Oman - From the Desert to the Mountains

The night in the desert was superb.  A total tourist event of course, but still amazing to look up at a sky full of more stars than you've ever seen before in a jet black sky. 

A long drive followed, out of the desert and across the plains, stopping at a market along the way (our drivers shopped more than we did,  new pashminas) and onto Bahla Fort for a picnic lunch.  While we were eating and watching a drone flying overhead, a woman came over to talk to us.  Egyptian, teaching at the German University in Muscat, with sons at school in London and a first degree from Strathclyde Uni, she was there to film the castle  for conservation research.  In a country with little written history, last year they were interviewing local residents to try and capture living memories, including a woman over 90 (she thinks...) who remembered visiting an aunt who lived in the castle as the wife of a soldier and could relay stories her aunt used to tell.  Once a woman gave birth in one of the quarters and placed her baby on the windowsill as is traditional (deep window ledges were used for all forms of storage and display) only for the room to collapse around them.  An advantage of building in mud, not stone, they were merely covered in crumbled dust and lived to tell the tale, while the house was rebuilt.  These things happen...
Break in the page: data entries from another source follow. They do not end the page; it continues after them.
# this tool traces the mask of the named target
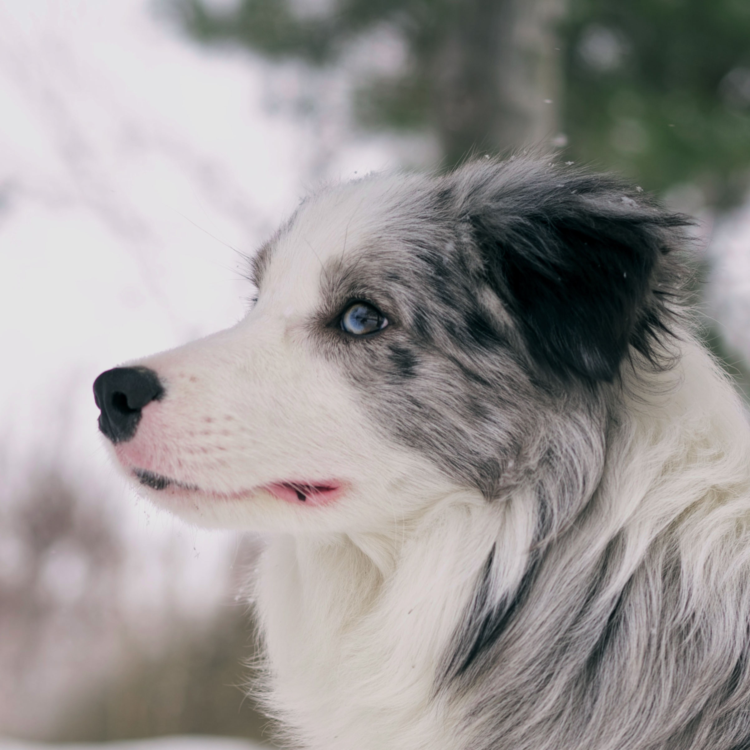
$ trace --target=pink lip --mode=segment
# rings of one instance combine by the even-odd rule
[[[341,494],[342,487],[337,482],[274,482],[260,489],[287,502],[322,506],[335,500]]]
[[[225,494],[202,490],[195,485],[185,484],[172,477],[156,474],[148,470],[135,468],[131,470],[141,484],[160,492],[166,490],[170,494],[199,493],[202,495],[215,497],[217,500],[249,500],[258,491],[266,491],[280,500],[285,500],[296,505],[304,502],[308,506],[322,506],[335,500],[340,496],[344,489],[341,482],[332,481],[316,482],[274,482],[254,490]]]

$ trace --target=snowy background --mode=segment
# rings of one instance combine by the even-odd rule
[[[142,0],[0,5],[0,734],[179,730],[190,700],[113,718],[102,685],[244,618],[252,545],[137,499],[92,382],[232,325],[243,254],[306,190],[394,163],[348,135],[346,85],[206,52]]]
[[[260,736],[236,687],[256,544],[140,501],[91,385],[240,319],[243,254],[318,181],[430,162],[429,139],[356,134],[350,86],[195,46],[147,0],[0,5],[0,735]],[[750,210],[705,218],[706,312],[741,363]],[[233,701],[221,726],[190,723],[207,674]]]

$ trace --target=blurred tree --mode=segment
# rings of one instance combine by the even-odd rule
[[[241,0],[230,10],[175,0],[190,32],[272,59],[346,64],[368,34],[405,50],[398,70],[356,82],[357,120],[371,128],[433,130],[450,166],[556,133],[554,27],[564,0]]]
[[[650,190],[692,184],[718,208],[743,196],[748,0],[571,0],[561,34],[574,158]]]

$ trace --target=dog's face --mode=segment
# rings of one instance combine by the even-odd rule
[[[398,532],[544,460],[580,485],[552,433],[646,346],[662,218],[538,163],[328,189],[254,259],[242,322],[98,380],[100,424],[206,525]]]

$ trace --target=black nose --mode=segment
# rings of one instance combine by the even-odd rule
[[[94,381],[94,400],[101,411],[99,429],[112,442],[129,440],[136,434],[141,410],[164,394],[164,386],[152,370],[107,370]]]

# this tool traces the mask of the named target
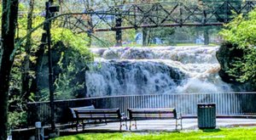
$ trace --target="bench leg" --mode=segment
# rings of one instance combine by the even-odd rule
[[[137,130],[137,120],[135,120],[135,129]]]
[[[183,119],[180,119],[180,126],[181,126],[181,130],[183,130]]]
[[[83,124],[83,132],[84,131],[84,126],[85,126],[85,123],[84,123],[84,120],[82,120],[82,124]]]
[[[130,120],[130,126],[129,126],[129,130],[131,131],[131,120]]]
[[[122,124],[122,120],[120,120],[120,128],[119,128],[119,131],[122,130],[122,126],[123,126],[123,124]]]
[[[125,128],[126,128],[126,131],[128,130],[128,127],[127,127],[127,119],[125,119]]]
[[[76,124],[76,131],[79,132],[79,121],[77,120],[77,124]]]

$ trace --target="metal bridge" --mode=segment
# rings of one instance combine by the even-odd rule
[[[84,14],[63,18],[62,25],[70,29],[108,31],[125,29],[166,26],[223,25],[236,14],[247,14],[255,7],[255,1],[223,1],[185,5],[183,3],[127,4],[85,9]]]
[[[255,1],[230,0],[189,5],[180,2],[125,4],[67,14],[61,19],[61,26],[89,34],[113,31],[116,31],[117,42],[120,42],[122,30],[223,25],[236,14],[247,15],[255,4]]]

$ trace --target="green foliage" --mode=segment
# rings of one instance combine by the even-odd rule
[[[231,76],[236,76],[237,81],[256,81],[256,11],[252,11],[247,17],[238,15],[232,22],[226,25],[220,34],[224,38],[243,50],[244,57],[237,59],[230,70]],[[236,73],[241,73],[237,76]]]
[[[152,133],[85,133],[54,138],[55,140],[161,140],[161,139],[255,139],[255,127],[221,128],[205,131]]]
[[[26,112],[9,112],[8,123],[10,127],[19,127],[26,123]]]
[[[55,80],[55,98],[68,99],[84,95],[84,74],[86,64],[93,56],[88,50],[88,36],[85,33],[74,34],[70,30],[56,28],[53,32],[54,49],[61,56],[57,62],[59,72]]]

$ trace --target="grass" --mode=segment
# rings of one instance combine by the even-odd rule
[[[256,139],[256,127],[235,127],[179,132],[84,133],[52,140],[169,140],[169,139]]]

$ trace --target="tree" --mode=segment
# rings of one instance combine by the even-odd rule
[[[15,36],[18,17],[18,0],[3,0],[2,49],[0,57],[0,140],[7,139],[8,99],[10,70],[15,49]]]
[[[238,15],[232,22],[226,25],[226,29],[221,31],[224,38],[237,44],[236,49],[241,49],[243,57],[236,59],[232,63],[233,69],[228,72],[231,76],[236,77],[238,81],[252,81],[256,83],[256,11],[249,13],[247,17]],[[235,49],[230,48],[231,50]]]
On to Nizwa and a new hotel. On the way, our driver pointed out a white building high up on the mountainside, and told us we were going up there.  Yeah yeah.... Then coming up through the foothills from Nizwa town, we were stopped at a checkpoint.  Only 4x4 vehicles from here onwards.  Onwards was upwards, quite literally, climbing over 1800metres in less than 6km at an average ascent of 10%. It is "the" hill climb in the Tour of Oman cycle event.   Think Ben Nevis and add 50%, then take away the snow.  The journey down and back up tomorrow will be...interesting. But the hotel view is spectacular.  



For the ultra fans among you, the hotel was a checkpoint in the Oman by UTMB race.  The runners climbed *down* 600m to get here...


For days our guide has been saying that we were going to the Grand Canyon and we thought he was joking. Turns out he wasn't... up there is Jabal Shams, the highest point in Arabia, 2 kilometres down is the canyon floor and an abandoned village. Somewhere in between were narrow trails, with hikers and cyclists edging along the walls. Somewhere on the viewpoint I was breathing heavily at the thought of going back down the dirt-track-pretending-to-be-a-road we'd just weaved up. After that the hill climb back to the hotel was a breeze, even with the tropical rainstorm. This country is just stunning...









After the previous night's storms, there were a lot of puddles, even down in the plains.

We explored the Fort and Castle: where European defenders poured boiling oil over ramparts, the Omani poured boiling date syrup through narrow gaps in front of doorways, and removed floorboards from stairs to send assailants tumbling into deep pits.







Then the souk, to haggle for gifts and spices and dates and jewellery. Also for me to sneeze in the fruit souk and cause a minor kerfuffle. Probably just as well I didn't do that in the weapons souk; yes there was one but I don't think I'd have got anything past customs.